Sehubungan dengan pandangan di atas, di dalam buku Cakrawala Islam, dinyatakan bahwa argumen al-Raziq di atas dianggap sangat lemah dan tidak dapat dipertahankan, karena pemerintahan yang didirikan dengan bimbingan Islam (Syariah Islamiyah) mempunyai tujuan ganda yang tipikal. Tujuan ini, pertama dicapai lewat prinsip-prinsip legislatif yang meletakkan aturan-aturan universal yang dapat mencakup pelbagai kasus secara luas.

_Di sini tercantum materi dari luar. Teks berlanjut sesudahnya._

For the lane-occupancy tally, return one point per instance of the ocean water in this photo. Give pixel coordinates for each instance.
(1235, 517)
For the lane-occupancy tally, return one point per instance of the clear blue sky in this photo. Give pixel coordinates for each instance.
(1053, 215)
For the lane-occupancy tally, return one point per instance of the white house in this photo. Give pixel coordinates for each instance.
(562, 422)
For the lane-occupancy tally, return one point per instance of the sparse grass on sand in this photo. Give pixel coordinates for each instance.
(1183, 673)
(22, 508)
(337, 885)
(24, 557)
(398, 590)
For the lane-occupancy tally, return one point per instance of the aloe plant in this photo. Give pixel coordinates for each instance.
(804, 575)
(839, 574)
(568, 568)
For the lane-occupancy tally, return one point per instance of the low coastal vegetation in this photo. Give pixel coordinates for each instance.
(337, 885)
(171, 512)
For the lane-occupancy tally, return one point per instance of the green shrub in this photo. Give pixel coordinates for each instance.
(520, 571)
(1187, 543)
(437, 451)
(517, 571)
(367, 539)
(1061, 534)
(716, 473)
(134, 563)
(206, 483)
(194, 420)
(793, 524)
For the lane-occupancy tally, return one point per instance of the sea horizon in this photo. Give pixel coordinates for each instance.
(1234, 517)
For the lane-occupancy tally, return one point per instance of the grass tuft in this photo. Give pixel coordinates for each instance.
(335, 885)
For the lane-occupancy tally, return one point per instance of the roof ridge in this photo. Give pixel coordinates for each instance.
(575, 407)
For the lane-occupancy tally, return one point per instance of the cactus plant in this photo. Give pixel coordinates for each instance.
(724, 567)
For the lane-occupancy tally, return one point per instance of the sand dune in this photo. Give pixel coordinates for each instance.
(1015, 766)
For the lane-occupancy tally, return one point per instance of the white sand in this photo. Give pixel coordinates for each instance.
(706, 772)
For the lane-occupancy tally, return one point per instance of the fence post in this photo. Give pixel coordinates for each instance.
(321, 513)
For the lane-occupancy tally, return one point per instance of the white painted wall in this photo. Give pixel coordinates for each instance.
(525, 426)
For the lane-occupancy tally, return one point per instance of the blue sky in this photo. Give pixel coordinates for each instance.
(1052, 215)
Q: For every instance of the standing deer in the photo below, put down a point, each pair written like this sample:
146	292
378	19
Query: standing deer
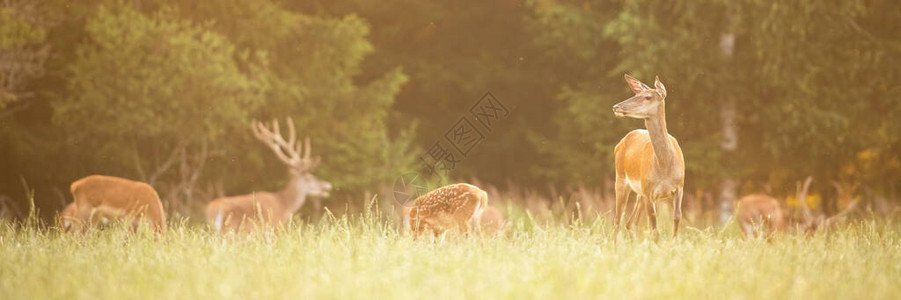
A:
100	199
453	207
648	162
272	209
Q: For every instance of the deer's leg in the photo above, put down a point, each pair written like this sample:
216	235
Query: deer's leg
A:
632	220
651	208
677	211
622	198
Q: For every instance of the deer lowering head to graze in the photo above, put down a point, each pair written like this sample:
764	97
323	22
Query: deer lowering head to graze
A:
491	220
648	161
100	199
760	214
272	209
453	207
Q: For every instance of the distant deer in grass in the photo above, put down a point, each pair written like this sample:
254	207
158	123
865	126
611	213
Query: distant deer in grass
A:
812	223
491	220
272	209
455	207
100	199
760	214
648	161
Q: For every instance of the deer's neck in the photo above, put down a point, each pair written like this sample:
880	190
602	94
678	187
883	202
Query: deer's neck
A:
664	153
292	196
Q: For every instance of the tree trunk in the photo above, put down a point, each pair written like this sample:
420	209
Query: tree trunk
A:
729	144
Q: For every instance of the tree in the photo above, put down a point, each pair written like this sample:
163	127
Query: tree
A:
147	87
23	51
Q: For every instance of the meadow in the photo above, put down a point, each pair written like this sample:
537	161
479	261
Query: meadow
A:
367	256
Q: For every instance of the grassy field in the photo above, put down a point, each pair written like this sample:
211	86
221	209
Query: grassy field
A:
366	258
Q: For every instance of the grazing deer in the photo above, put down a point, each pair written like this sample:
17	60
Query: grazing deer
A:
812	224
491	220
272	209
648	162
760	214
100	199
453	207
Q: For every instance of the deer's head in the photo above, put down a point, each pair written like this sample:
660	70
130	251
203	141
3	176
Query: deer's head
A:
645	104
295	156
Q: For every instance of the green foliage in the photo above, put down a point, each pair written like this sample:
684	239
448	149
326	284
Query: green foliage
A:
21	52
152	82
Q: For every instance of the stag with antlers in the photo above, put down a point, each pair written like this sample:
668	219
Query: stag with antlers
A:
272	209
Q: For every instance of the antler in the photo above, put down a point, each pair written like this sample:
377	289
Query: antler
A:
289	152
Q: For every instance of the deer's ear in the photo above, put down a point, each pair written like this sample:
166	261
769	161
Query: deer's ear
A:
635	85
659	86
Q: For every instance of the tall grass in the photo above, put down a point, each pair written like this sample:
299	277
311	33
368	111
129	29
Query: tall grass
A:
365	256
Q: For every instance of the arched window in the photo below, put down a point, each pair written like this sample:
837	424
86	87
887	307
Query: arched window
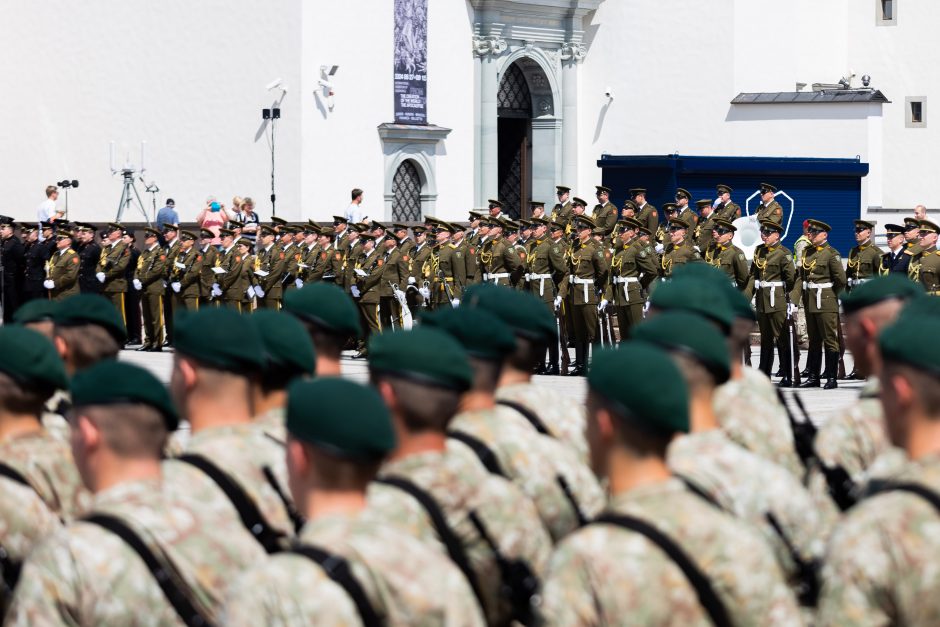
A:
406	188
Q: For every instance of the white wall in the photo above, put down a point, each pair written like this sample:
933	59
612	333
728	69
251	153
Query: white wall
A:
188	77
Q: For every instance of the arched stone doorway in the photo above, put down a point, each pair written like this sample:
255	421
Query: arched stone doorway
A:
523	98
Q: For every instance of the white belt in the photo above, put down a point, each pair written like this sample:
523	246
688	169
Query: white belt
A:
541	278
772	285
819	287
583	282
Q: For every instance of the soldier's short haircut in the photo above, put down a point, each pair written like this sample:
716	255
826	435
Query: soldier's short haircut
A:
87	344
15	398
129	430
423	407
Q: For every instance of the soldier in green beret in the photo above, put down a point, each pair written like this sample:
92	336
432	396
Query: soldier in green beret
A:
630	425
111	566
821	278
349	565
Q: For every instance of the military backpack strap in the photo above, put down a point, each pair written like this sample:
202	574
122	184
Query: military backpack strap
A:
337	569
528	414
703	589
444	533
175	593
248	512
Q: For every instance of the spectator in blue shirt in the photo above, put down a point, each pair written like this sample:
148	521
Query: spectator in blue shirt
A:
167	215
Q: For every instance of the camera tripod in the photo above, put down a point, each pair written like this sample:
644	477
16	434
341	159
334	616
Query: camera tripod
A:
127	199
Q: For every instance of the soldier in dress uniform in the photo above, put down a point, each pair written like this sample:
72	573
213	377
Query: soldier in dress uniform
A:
769	208
632	269
63	268
679	250
112	264
148	281
588	271
605	213
726	209
821	278
927	261
774	277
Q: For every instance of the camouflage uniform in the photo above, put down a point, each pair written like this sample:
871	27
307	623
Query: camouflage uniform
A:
751	415
606	575
564	418
460	488
533	462
753	489
86	575
405	582
881	567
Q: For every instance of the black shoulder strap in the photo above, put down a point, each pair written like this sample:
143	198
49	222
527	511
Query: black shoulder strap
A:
175	595
703	588
444	532
528	414
337	569
251	517
486	455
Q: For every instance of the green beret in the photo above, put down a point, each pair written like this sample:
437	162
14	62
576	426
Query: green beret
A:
878	289
913	340
662	407
30	359
220	338
483	335
427	355
690	334
287	345
84	309
36	310
526	315
696	296
325	305
344	418
111	382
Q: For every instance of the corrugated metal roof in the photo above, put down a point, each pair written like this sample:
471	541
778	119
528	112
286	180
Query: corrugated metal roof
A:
810	97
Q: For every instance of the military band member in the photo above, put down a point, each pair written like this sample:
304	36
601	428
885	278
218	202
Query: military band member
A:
588	270
112	264
149	281
864	258
726	209
63	268
821	279
562	210
774	277
769	209
605	213
927	262
632	269
678	251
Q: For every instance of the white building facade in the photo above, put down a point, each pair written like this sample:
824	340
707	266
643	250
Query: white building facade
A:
521	95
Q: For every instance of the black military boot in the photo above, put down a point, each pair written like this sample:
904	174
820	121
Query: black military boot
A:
832	368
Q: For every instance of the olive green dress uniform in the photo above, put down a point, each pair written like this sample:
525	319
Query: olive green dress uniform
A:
774	276
113	262
151	270
64	267
632	269
821	279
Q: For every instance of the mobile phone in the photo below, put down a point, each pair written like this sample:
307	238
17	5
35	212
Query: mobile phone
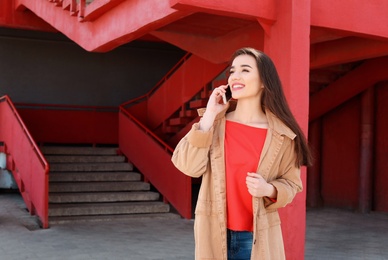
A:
228	95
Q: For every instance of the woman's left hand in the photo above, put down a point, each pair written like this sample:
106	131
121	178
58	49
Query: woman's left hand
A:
259	187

Syekh Mahmud Syaltut dalam bukunya al-Islam Aqidah wa Syariah, sebagai yang dikutip oleh Amien Rais, mengingatkan bahwa hukum-hukum yang tidak dapat diubah justeru diterangkan secara mendetail, sedangkan yang dimungkinkan ada perubahannya dipaparkan secara ringkas. Di dalam kaidah-kaidah Ushul Fiqhi, dapat diketahui bahwa keluwesan dan kekuasaan hukum Islam –termasuk yang menyangkut pengelolaan negara dan pemerintahan– tidak perlu diragukan lagi. Tujuan kedua dapat dicapai melalui apa yang dinamakan al-siy±sah al-syar`iyah.
Di dalam mencari setiap pemecahan (solusi) yang diambil, dari manapun datangnya, selama tidak menabrak batas-batas konseptual Islam, dengan sendirinya diperbolehkan oleh syariat. Dalam pandangan Islam, komitmen suatu pemerintahan untuk mencapai tujuan ganda seperti dikemukakan di atas, akan menentukan apakah pemerintahan itu memiliki legitimasi atau tidak. Selama suatu pemerintahan tetap setia pada tujuan gandanya, yaitu pemantapan keyakinan dan pemenuhan kepentingan rakyat, maka pemerintahan itu secara hukum Islam memenuhi “syarat permulaan”, dan “syarat pelestarian”. Sebaliknya. Sebaliknya bila suatu pemerintahan tidak lagi setia pada tujuannya, dan melanggar syarat-syarat itu, maka secara hukum pemerintahan itu dengan sendirinya berakhir, kehilangan legitimasi, dan rakyat tidak lagi wajib mendukungnya.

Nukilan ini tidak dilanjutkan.